Data analysis overview
Analyst is designed to support a wide range of users from non-technical analysts to experienced q programmers.
- Non-technical analysts can use an intuitive point-and-click interface to import, transform, filter, and visualize massive datasets without programming.
- Moderately skilled users, who are comfortable with a small amount of scripting, can use the Spreadsheet to perform simple or complex analytical computations on massive datasets in real-time.
- Experienced q programmers can use the complete development suite to write, execute, test, debug, and compare code resources such as scripts, functions and modules.
- All users can manage and share their code and data assets using the Analyst’s local and shared repositories and workspaces.

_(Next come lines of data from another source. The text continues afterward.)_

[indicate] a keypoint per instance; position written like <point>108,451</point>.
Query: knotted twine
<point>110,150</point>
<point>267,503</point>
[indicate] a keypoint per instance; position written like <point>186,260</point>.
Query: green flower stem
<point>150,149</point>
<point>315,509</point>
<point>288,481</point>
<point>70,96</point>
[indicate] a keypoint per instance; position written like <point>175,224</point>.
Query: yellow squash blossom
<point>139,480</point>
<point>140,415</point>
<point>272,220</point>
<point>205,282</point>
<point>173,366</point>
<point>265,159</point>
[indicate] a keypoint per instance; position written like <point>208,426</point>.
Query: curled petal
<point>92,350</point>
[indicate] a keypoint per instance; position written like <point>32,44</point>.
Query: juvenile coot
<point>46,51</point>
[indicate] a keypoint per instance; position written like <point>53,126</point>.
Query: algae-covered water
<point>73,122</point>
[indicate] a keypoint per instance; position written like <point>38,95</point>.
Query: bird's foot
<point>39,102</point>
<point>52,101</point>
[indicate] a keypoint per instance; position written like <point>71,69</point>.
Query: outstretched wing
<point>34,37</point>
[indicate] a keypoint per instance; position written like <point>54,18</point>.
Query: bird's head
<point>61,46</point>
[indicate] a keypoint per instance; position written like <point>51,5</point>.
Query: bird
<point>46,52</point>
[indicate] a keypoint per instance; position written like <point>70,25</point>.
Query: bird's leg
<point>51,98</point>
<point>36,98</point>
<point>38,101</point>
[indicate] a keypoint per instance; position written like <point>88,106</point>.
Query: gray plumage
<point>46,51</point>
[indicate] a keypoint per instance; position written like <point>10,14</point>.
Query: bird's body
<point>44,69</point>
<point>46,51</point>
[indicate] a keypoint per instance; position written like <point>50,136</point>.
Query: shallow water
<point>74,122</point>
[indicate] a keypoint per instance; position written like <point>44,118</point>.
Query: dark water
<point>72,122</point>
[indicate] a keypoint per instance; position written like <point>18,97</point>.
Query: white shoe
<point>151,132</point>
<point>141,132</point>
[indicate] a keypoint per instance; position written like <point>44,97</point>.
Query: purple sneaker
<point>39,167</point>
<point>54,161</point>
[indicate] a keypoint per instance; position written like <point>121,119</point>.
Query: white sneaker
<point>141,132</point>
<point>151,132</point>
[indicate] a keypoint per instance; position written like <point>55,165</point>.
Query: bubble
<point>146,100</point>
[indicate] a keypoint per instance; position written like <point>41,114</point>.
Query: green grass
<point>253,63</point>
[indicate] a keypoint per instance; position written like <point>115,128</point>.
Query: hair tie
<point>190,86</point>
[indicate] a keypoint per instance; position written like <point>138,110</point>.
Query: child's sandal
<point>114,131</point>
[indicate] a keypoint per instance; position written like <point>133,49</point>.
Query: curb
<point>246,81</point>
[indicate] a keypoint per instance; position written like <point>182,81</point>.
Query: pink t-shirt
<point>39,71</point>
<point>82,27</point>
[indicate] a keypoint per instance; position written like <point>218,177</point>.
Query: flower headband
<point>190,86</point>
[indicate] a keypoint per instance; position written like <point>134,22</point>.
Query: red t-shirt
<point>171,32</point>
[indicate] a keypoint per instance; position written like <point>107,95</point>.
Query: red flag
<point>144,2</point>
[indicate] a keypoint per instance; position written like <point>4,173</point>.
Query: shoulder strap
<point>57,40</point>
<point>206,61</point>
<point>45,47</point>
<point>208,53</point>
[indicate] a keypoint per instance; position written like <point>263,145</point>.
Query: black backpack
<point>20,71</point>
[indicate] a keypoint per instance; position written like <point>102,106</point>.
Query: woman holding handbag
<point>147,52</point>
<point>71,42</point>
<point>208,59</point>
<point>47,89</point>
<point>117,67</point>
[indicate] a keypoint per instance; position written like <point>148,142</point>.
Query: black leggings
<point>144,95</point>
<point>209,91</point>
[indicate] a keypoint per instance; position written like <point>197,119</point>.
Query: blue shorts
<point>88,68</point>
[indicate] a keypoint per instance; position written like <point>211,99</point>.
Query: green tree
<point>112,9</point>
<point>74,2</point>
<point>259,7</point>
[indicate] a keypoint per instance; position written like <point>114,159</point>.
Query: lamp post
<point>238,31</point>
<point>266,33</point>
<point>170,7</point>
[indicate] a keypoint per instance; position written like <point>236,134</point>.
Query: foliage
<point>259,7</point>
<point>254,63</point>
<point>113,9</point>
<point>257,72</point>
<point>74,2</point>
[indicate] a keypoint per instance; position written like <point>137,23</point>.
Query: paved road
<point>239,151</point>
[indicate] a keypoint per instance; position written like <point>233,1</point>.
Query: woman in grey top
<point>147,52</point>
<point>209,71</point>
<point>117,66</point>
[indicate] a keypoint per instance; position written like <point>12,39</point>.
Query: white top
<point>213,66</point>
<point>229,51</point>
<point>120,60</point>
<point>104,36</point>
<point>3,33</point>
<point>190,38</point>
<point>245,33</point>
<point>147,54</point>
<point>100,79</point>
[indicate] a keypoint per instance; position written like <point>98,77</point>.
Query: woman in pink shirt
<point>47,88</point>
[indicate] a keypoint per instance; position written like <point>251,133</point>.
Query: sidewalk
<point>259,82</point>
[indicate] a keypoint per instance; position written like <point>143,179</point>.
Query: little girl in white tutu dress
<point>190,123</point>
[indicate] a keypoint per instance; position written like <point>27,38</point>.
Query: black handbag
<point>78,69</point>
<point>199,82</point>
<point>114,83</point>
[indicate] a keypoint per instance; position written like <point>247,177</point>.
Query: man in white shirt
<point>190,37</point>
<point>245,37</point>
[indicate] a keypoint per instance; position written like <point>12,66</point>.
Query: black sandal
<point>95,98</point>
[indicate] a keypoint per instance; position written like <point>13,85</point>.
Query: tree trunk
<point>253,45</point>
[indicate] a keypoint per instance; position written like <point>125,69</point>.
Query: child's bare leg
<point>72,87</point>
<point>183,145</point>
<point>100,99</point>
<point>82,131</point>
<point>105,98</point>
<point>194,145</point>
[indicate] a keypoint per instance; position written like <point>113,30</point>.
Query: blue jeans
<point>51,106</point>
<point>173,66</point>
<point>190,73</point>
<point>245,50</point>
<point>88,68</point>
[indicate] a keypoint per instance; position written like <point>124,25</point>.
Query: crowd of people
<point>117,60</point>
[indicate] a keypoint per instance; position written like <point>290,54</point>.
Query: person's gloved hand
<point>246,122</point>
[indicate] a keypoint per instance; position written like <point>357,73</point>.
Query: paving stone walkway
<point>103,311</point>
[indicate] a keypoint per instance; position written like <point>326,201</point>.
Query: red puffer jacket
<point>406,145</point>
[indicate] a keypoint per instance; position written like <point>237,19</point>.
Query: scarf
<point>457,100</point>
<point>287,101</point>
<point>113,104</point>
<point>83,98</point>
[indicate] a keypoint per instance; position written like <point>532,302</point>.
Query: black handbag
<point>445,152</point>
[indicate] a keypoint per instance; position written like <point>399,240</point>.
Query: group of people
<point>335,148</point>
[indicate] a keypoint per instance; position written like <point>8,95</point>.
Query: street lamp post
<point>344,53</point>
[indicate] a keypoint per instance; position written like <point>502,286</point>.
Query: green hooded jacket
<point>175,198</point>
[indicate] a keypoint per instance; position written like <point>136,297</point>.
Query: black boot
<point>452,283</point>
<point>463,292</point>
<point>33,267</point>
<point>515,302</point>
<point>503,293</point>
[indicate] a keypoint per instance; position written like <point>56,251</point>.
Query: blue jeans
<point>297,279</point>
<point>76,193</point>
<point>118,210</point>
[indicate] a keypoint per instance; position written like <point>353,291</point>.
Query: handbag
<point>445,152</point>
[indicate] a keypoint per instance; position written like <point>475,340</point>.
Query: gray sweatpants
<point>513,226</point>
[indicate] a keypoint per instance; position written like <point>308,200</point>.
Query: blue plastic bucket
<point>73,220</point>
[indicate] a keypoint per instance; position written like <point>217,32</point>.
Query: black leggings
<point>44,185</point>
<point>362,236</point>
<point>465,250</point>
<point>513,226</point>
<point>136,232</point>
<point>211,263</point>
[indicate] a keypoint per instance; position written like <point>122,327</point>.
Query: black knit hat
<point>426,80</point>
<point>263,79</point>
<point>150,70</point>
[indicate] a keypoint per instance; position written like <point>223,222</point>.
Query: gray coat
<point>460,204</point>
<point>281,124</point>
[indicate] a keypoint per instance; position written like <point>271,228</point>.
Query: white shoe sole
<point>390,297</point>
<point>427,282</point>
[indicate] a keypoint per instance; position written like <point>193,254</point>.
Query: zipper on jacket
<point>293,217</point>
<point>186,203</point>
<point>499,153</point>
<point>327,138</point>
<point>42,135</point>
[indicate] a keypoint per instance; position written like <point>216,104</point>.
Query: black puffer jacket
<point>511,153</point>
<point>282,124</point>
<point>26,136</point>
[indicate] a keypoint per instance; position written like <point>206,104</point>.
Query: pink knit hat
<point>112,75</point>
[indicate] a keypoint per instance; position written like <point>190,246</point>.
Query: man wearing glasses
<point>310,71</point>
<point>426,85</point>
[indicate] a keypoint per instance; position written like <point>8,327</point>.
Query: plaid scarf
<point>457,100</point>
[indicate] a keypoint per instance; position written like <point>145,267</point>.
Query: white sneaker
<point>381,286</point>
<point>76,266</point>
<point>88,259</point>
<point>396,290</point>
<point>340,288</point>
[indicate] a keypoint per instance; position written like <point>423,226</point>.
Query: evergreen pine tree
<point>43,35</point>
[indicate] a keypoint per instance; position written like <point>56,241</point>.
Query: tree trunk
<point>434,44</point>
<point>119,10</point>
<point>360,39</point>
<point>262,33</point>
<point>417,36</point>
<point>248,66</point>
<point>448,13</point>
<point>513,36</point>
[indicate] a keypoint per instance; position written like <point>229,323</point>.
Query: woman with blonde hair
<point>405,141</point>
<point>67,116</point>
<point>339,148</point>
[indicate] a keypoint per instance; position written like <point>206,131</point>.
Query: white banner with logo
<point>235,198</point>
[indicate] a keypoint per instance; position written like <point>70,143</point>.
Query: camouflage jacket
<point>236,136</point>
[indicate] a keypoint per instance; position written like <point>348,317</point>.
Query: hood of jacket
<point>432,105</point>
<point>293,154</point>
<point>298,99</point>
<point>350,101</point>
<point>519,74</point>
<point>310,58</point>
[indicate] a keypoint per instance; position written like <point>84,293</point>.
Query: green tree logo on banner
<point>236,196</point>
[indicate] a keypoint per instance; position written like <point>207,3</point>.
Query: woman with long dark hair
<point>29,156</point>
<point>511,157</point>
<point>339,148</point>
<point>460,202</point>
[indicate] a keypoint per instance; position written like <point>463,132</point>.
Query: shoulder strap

The Transformer is a powerful extract, transform and load (ETL) tool that allows the analyst to perform complex data grooming operations on large datasets using a point-and-click interface. The analyst constructs their transformation using a sample of the dataset and then applies the transform against the entire dataset. With the Transformer, users can:
- Import and export a variety of formats (e.g. CSV, JSON, KDB, ODBC, etc.)
- Update column data
- Filter column data using simple or complex AND/OR combinations
- Add columns
- Change column types
- Perform various data operations (e.g. fill up, fill down, changing cases, replacing values)
- Perform various table join operations (e.g. left, union, append, etc.)
- Execute native (e.g. sum, average, standard deviation) or custom functions
In the example below, the user has loaded two tables into the transformer, created a new table by performing a left join on the two tables, and modified the join output by changing the types of two of the columns from short integers to long integers. The top pane provides the user with a visual map of the transformation. The lower left pane provides the user with a list of actions that have been applied to the currently selected table. The lower right pane provides the user with a sample of the updated output so that they can verify that the actions have been applied correctly.
More sophisticated users can use the Spreadsheet to perform simple or complex data analysis. The sheet is similar to Excel, with many of the same features, but it allows users to load massive datasets without performance limitations.
In the example below, a table containing 100 million records is loaded into the sheet. The user then performs standard SQL query operations in real-time against the dataset. In cell C5, the user is performing a simple filtering query against the table in cell B4. Queries similar to this example execute within seconds providing users with a seamless interactive experience. Users can also explore data on the Spreadsheet with the Visual Inspector.